I agree with this decision and I don't buy the argument that this creates "a constitutionally authorized "end-run on parental authority" but I don't really get why video games are seen in a different light than a ticket to an R-rated movie or a porn magazine, both of which are legal products.
Why are video games protected by the 1st Amendment but the others not?
The others are. Motion picture ratings aren't government ratings and they aren't enforced by the government. In fact, they're not even enforced by the group that puts out the ratings, they're enforced by movie theater owners and, indirectly, by media outlets that refuse to accept advertising for movies that are either unrated or have an "adults-only" rating (formerly X, currently NC-17). The video game industry has adopted a similar rating system for games -- again, that's not a government action, that's something that is enforced by retailers.

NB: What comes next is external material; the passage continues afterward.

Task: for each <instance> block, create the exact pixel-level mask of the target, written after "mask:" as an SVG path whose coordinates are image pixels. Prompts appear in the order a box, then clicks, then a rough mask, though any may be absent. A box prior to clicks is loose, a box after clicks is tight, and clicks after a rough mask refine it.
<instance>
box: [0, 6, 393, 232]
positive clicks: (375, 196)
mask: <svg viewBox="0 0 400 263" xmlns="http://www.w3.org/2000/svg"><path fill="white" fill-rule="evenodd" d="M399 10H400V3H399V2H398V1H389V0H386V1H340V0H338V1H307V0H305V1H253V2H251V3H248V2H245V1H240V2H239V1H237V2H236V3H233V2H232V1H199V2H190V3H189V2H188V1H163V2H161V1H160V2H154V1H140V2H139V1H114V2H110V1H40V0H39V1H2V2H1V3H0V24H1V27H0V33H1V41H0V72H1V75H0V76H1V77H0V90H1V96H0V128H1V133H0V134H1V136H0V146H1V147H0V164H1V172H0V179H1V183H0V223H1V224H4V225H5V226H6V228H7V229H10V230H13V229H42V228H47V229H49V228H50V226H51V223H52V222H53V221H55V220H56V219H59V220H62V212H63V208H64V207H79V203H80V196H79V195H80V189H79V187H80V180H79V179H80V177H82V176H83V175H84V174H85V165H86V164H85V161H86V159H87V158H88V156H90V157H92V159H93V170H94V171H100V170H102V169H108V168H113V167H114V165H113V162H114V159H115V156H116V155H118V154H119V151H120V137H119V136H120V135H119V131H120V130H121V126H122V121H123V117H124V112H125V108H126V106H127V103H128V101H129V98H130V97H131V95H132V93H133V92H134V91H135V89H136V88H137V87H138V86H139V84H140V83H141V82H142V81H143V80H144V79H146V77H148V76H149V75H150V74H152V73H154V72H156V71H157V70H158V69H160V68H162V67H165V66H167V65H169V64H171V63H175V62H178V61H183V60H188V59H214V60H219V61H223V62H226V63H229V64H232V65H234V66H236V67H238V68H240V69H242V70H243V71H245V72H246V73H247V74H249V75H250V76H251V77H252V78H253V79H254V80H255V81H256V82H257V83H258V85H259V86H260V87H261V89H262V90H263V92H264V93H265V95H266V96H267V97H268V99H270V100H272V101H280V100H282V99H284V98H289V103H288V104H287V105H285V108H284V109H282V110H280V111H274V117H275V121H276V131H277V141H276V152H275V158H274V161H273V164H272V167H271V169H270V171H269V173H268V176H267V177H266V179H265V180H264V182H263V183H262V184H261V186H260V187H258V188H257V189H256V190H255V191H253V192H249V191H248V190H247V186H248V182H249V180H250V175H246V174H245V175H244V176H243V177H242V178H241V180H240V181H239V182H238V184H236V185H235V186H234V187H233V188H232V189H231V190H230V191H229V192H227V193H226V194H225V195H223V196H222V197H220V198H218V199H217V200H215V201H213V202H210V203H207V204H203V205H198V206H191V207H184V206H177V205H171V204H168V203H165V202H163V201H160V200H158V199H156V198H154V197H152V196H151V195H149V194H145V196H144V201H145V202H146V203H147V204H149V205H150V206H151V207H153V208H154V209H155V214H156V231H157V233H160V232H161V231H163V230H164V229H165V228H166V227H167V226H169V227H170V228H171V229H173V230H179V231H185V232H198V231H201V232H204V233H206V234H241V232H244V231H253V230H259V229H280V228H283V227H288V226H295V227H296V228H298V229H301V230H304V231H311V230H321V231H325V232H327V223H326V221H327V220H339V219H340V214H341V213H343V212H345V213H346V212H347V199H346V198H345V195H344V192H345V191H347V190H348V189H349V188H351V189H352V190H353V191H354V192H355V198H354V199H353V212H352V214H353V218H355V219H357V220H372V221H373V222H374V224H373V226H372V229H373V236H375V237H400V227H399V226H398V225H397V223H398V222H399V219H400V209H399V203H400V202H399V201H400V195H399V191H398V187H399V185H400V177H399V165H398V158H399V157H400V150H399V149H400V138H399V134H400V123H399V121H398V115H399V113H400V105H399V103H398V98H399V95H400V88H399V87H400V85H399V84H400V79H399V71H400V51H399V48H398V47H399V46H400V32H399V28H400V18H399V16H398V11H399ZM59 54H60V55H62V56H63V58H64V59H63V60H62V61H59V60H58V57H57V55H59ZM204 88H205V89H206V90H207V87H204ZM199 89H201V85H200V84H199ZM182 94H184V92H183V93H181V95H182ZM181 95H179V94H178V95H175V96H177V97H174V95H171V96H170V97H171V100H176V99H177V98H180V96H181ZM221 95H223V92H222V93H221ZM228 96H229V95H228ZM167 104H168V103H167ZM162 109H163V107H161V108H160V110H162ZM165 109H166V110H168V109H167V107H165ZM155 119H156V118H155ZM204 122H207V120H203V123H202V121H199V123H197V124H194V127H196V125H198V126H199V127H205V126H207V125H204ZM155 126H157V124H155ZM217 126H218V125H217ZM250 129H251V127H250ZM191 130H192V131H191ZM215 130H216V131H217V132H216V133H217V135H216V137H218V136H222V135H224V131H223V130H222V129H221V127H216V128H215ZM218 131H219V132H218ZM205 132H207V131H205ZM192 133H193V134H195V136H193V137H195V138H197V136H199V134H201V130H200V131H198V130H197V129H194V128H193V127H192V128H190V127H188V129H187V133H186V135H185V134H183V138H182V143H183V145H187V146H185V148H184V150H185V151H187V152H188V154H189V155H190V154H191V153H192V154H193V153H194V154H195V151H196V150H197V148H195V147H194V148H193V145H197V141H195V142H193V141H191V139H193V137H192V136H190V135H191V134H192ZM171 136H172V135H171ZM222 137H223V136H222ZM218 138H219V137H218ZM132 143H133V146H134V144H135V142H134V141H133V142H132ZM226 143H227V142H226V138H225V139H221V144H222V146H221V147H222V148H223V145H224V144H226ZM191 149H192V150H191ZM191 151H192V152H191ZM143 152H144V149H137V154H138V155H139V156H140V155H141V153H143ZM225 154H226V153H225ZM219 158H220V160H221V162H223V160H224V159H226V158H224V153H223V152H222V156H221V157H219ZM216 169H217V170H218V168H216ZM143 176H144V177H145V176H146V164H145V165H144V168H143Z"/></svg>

As I understand it, Justice Scalia said that the government can't regulate violent content the same way that it regulates obscenity. Obscenity is bad, Scalia reasoned, but violence can be good. It's in Dante's Inferno
, fer cryin' out loud. Chief Justice Roberts and Justice Alito would have struck down the law for vagueness, holding out the possibility that a better-drafted law could withstand constitutional scrutiny. Justice Thomas, in dissent, essentially said that no child has any rights that an adult is bound to respect. Justice Breyer's dissent pointed out that the court should leave legislating to the legislature, which is usually Scalia's line (except when he doesn't like what the legislature did, as in this case).